Brokered access is a model where the user or workload proves identity to an intermediate control plane that issues short-lived access instead of exposing a reusable secret. For privileged operations, this shifts governance from secret storage to session control, auditability, and timely revocation.
Expanded Definition
Brokered access is a control pattern in which an intermediate authority authenticates a user, service, or agent and then issues a short-lived session, token, or delegated grant instead of exposing a reusable secret. It is closely related to Zero Trust Architecture and privileged access workflows, but definitions vary across vendors on whether the broker is a gateway, vault, identity provider, or policy engine. In practice, the broker centralises session policy, approval, logging, and revocation so access can be time-bound and context-aware rather than permanently embedded in code or stored credentials. For a broader NHI context, the Ultimate Guide to NHIs is useful, and the session-first model aligns with the OWASP Non-Human Identity Top 10 emphasis on reducing standing credential exposure. The most common misapplication is treating brokered access as a cosmetic proxy layer, which occurs when long-lived credentials remain available behind the broker.
Examples and Use Cases
Implementing brokered access rigorously often introduces session orchestration overhead, requiring organisations to weigh stronger governance against added latency and integration complexity.
- A CI/CD pipeline requests production database access through a broker that issues a one-hour token after policy checks and approval.
- An AI agent receives delegated API access only for a bounded task, then the broker revokes the session when the task completes.
- A privileged operator uses brokered access for emergency SSH access, with the broker recording command-level activity for audit.
- A third-party service integration authenticates to an identity gateway instead of carrying a shared API key across environments.
These patterns are easier to defend when tied to lifecycle controls described in the Ultimate Guide to NHIs — Key Challenges and Risks. They also map well to the policy and federation guidance commonly discussed in the OWASP Non-Human Identity Top 10. In operational terms, brokered access is most valuable when access must be granted quickly, but not left in place after the job finishes.
Why It Matters in NHI Security
Brokered access matters because it moves the security boundary from secret custody to session governance. That shift reduces the blast radius of compromise, improves revocation, and makes privileged use observable. It is especially important for NHIs, where excessive privilege and stale secrets are common failure modes. NHI Mgmt Group research shows that Ultimate Guide to NHIs reports 97% of NHIs carry excessive privileges, which is exactly the kind of exposure brokered access is designed to limit. It also supports the guidance in the 52 NHI Breaches Analysis, where compromised credentials often become the initial foothold. For governance teams, the practical question is not whether access exists, but whether it can be time-boxed, attested, and revoked without delay. Organisations typically encounter the operational need for brokered access only after a secret leak, overprivileged automation failure, or audit finding, at which point the model becomes unavoidable to address.

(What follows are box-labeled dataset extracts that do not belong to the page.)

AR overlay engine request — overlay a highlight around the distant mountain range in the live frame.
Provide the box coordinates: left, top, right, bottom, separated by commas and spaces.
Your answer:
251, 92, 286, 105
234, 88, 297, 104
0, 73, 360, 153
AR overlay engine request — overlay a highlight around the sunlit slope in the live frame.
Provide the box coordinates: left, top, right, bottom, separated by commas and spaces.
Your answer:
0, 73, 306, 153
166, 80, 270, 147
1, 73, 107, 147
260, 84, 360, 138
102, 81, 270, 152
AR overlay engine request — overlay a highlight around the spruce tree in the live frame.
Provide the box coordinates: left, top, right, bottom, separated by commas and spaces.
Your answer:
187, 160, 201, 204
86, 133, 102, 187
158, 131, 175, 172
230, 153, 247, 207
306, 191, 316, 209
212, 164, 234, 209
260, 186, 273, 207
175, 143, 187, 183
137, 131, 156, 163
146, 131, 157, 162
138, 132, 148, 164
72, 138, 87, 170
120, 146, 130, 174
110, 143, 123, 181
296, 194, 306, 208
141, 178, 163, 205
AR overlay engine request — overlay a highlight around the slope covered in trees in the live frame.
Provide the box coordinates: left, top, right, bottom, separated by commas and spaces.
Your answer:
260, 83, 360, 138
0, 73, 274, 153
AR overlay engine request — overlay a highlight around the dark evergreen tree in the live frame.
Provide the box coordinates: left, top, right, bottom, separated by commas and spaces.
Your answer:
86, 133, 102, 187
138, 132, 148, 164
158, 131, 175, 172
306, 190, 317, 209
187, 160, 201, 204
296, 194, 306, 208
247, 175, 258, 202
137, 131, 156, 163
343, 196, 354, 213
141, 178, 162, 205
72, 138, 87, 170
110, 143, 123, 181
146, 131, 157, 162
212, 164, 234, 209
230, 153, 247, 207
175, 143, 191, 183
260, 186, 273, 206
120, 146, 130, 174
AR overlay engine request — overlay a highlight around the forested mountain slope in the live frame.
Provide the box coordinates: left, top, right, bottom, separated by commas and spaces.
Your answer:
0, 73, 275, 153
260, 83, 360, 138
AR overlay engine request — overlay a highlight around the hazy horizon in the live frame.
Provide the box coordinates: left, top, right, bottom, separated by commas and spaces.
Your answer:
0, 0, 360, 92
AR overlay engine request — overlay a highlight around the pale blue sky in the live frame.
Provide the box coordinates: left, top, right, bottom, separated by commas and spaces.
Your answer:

Standards & Framework Alignment
This section maps relevant standards and security frameworks to the operational risks and controls described in this guidance.
OWASP Non-Human Identity Top 10 address the attack and risk surface, while NIST Zero Trust (SP 800-207) and NIST CSF 2.0 set the governance and control requirements practitioners need to meet.
| Framework | Control / Reference | Relevance |
|---|---|---|
| OWASP Non-Human Identity Top 10 | NHI-02 | Addresses secret exposure and session-based access patterns for NHIs. |
| NIST Zero Trust (SP 800-207) | Section 2.1 | Defines policy-driven, continuously evaluated access central to brokered sessions. |
| NIST CSF 2.0 | PR.AC-4 | Least-privilege access management aligns with brokered delegation and revocation. |
Replace reusable secrets with brokered, short-lived access and review exposure paths regularly.